Better index -> i32/i64 handling is needed to support TMA operations.
This commit is a draft that makes some connections possible.

Diff Detail

Event Timeline

Herald added a reviewer: dcaballe. · View Herald Transcript
Herald added a project: Restricted Project. · View Herald Transcript
nicolasvasilache requested review of this revision.Jul 28 2023, 7:12 AM
nicolasvasilache planned changes to this revision.Jul 28 2023, 7:22 AM
nicolasvasilache added subscribers: kerrmudgeon, guraypp.

@guraypp @mehdi_amini @kerrmudgeon FYI, with this WIP I am able to generate PTX for TMA descriptors + load based on @guraypp 's ongoing work

mlir/lib/Conversion/GPUCommon/GPUToLLVMConversion.cpp
657

what is the proper way to replace the magic constant at the GPU -> LLVM conversion ?

mlir/lib/Conversion/GPUToNVVM/LowerGpuOpsToNVVMOps.cpp
206

what is the proper way to replace the magic constant at the GPU -> NVVM conversion ?

guraypp added inline comments.Jul 28 2023, 7:30 AM
mlir/lib/Conversion/GPUCommon/GPUToLLVMConversion.cpp
657

I put isSharedMemoryAddressSpace in nvgpu dialect, not sure you can use it here.

Update after debugging with --mlir-print-ir-after-all and ensuring all intermediate IRs are valid.

qcolombet added inline comments.Aug 7 2023, 5:10 AM
mlir/lib/Conversion/GPUCommon/GPUToLLVMConversion.cpp
659

The size of the address space pointer is technically carried by the datalayout in LLVM.

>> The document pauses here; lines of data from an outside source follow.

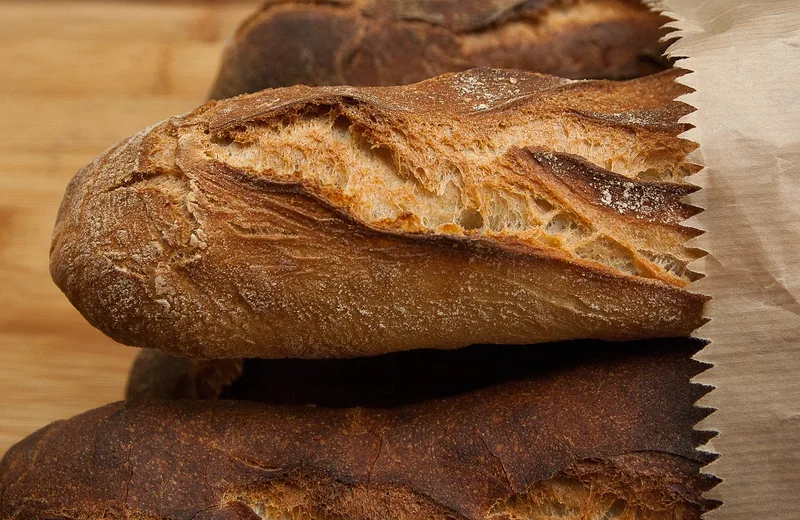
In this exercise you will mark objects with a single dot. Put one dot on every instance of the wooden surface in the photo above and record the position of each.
(75, 77)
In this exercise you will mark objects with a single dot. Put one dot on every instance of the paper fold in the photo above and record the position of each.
(745, 59)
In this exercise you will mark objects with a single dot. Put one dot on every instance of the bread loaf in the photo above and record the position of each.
(388, 42)
(582, 434)
(487, 206)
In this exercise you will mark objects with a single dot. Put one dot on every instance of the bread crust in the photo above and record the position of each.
(581, 430)
(262, 226)
(385, 42)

For NVPTX in particular, this is controlled by nvptx-short-ptr (https://github.com/llvm/llvm-project/blob/0b17e9d2859acfec2cf757472f3822f6b5aad020/llvm/lib/Target/NVPTX/NVPTXTargetMachine.cpp#L60).

So we may need to query the datalayout here (no idea if that's even feasible) instead of hardcoding this.

guraypp added inline comments.Aug 7 2023, 6:14 AM
mlir/lib/Conversion/GPUCommon/GPUToLLVMConversion.cpp
659

I previously highlighted this flag in another PR. Let's ensure its setting in MLIR, otherwise LLVM promotes 32-bit registers to 64-bit no matter what we do in MLIR.

Nevertheless, having 32-bit in MLIR, as in this work, offers advantages. For instance, when generating assembly or PTX directly, maintaining 32-bit is crucial.